Maisie Peters exclusive essay: 'I cant stop thinking that is a better body, body better than mine

Publish date: 2024-03-08

Singer-songwriter Maisie Peters, 22, has written a beautiful, poignant essay exclusively for GLAMOUR about the break-up and punishing comparison to her ex's new partner that inspired her latest song, “Body Better”.

“I can’t stop thinking that is a better body, body better than mine”

Something I wrote on my iPhone notes, late at night when the most spidery of thoughts come to me. I had gone through a breakup of sorts a few months before, when I’d felt a great deal for someone who I thought felt the same for me. In a tale as old as time, he sadly did not.

There’s nothing like heartbreak to make you magnify yourself with the most poisonous of lenses - insecurities you’ve always had swell up tenfold in the darkness, and you find yourself desperately unpicking every thread of your being. What your body looks like in the dark, in the light; how it underperforms in all the ways you're taught really matter. I’m an obsessive person by nature perhaps, and I wrote a lyric once in a song I never used that I often think back to - ‘I’m the type that once you get her, you get her forever’. I’m slow in and to love; however once and if I decide on you, you are permanently lodged in my heart, and as a result I have a few thorns that I like to pull and poke and prod over and over again. Eventually, over time, the pain gets lesser and my attachment to them gets smaller, until it's only the smallest ache that I can choose whether or not to pull and bring back. So with that in mind, when I went through this heartbreak (conveniently also when I was trying to write a second album), there was one thorn I kept pulling, over and over and over again.

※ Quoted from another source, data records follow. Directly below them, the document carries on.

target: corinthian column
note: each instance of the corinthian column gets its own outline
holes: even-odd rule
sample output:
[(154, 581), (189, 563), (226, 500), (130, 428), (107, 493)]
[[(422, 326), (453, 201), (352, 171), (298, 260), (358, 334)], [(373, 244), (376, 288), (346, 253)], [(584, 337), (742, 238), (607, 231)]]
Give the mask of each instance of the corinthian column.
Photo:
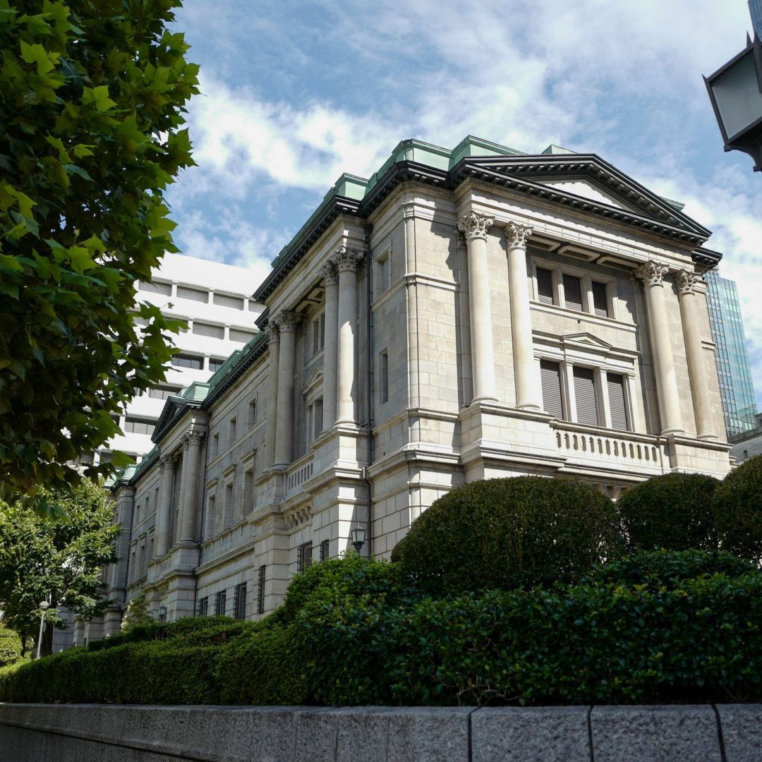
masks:
[(183, 441), (183, 449), (185, 450), (183, 455), (184, 470), (187, 469), (185, 473), (185, 489), (183, 491), (183, 503), (181, 508), (180, 520), (180, 541), (195, 542), (196, 537), (196, 517), (198, 513), (198, 469), (201, 459), (200, 457), (201, 450), (201, 440), (203, 434), (197, 431), (192, 431), (185, 435)]
[(699, 439), (716, 439), (717, 434), (712, 431), (709, 382), (701, 346), (699, 322), (696, 315), (696, 284), (700, 282), (701, 276), (697, 273), (685, 270), (677, 273), (677, 298), (680, 299), (685, 353), (688, 358), (688, 376), (690, 378), (690, 392), (693, 399), (696, 434)]
[(278, 358), (278, 411), (275, 418), (275, 464), (287, 466), (293, 456), (293, 369), (296, 331), (299, 321), (296, 312), (279, 312), (274, 322), (280, 331)]
[(264, 440), (264, 450), (267, 468), (275, 463), (275, 429), (278, 417), (278, 364), (280, 356), (280, 334), (271, 323), (267, 331), (267, 346), (270, 347), (270, 365), (267, 368), (267, 427)]
[(541, 410), (542, 389), (537, 377), (532, 344), (532, 315), (527, 283), (527, 239), (532, 229), (509, 223), (505, 228), (508, 245), (508, 290), (511, 293), (511, 334), (514, 350), (516, 407)]
[(331, 258), (338, 270), (338, 357), (337, 423), (354, 424), (355, 324), (357, 319), (357, 267), (362, 254), (341, 245)]
[(643, 281), (643, 290), (645, 291), (645, 309), (648, 313), (648, 332), (654, 354), (662, 434), (685, 432), (680, 414), (680, 392), (677, 390), (667, 306), (664, 303), (664, 277), (668, 270), (666, 265), (650, 260), (635, 271), (636, 277)]
[(338, 272), (328, 261), (320, 270), (325, 280), (325, 344), (323, 347), (323, 431), (336, 422), (336, 376), (338, 363)]
[(156, 544), (154, 555), (161, 558), (169, 549), (169, 522), (172, 512), (172, 484), (174, 481), (174, 459), (162, 456), (158, 461), (159, 503), (156, 508)]
[(492, 314), (487, 272), (487, 231), (495, 220), (469, 212), (458, 223), (466, 236), (469, 260), (469, 306), (471, 309), (471, 365), (474, 402), (497, 402), (495, 386), (495, 350)]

“Body Better” is a song that came out of that thorn. Watching someone you love love someone else is not a recommended experience, and on this specific occasion I found myself unable to get past it. It drove me crazy, this knowledge that I’d had something (I thought) so good, and that not only had I lost it so suddenly, so without warning - someone else had got it now, someone else was living the life I’d lived only a few months before. Being able to see that play out, over a screen on social media when you’re a thousand miles away, does strange things to a heart and mind that is already stretched to its limit, constantly - as I was - in lonely hotel rooms in cities, with nothing better to do than think, think, think, think, think. 

I really want to make it clear that I never felt any sort of anger or hatred towards her (the new woman in his life); she was sort of just like a bat that I could use to beat myself with - everything I felt insecure about, all the reasons I could imagine that he had decided he didn’t want me, I now had a perfect example of someone who I could tell myself was the opposite. She was right, and I was wrong, and it had been proved. It is irrational and embarrassing and honestly a little uncomfortable to share, but it is also honest, and there is always merit in honesty. 

I think existing in a public space since the age of fifteen has no doubt warped the way I see myself, and as much as I so firmly believe that your body is the least interesting thing about you, as a young woman in an industry so concerned with youth, image, and desirability, it’s been hard not to constantly fix that lens on myself. I really want to implore anyone reading this that you are more than the body you exist in, but whilst I absolutely know that, I also believe that music is an art form for expressing all thoughts, even the ugliest, most flawed ones.

So I wrote this song, about vulnerability and how it stings when it's used against you - about my relationship with my body. And I wrote it without thinking anyone would ever hear it, because that’s how all the most candid songs are written. Now it is being heard, and it feels very strange - kind of like sending that bitter and twisted text you drafted at 3am one night, to someone who is now more of a stranger than anything else. It was healing to write it, and I hope it’s healing to hear it - honesty is difficult, but worthwhile, and I hope this song shows that.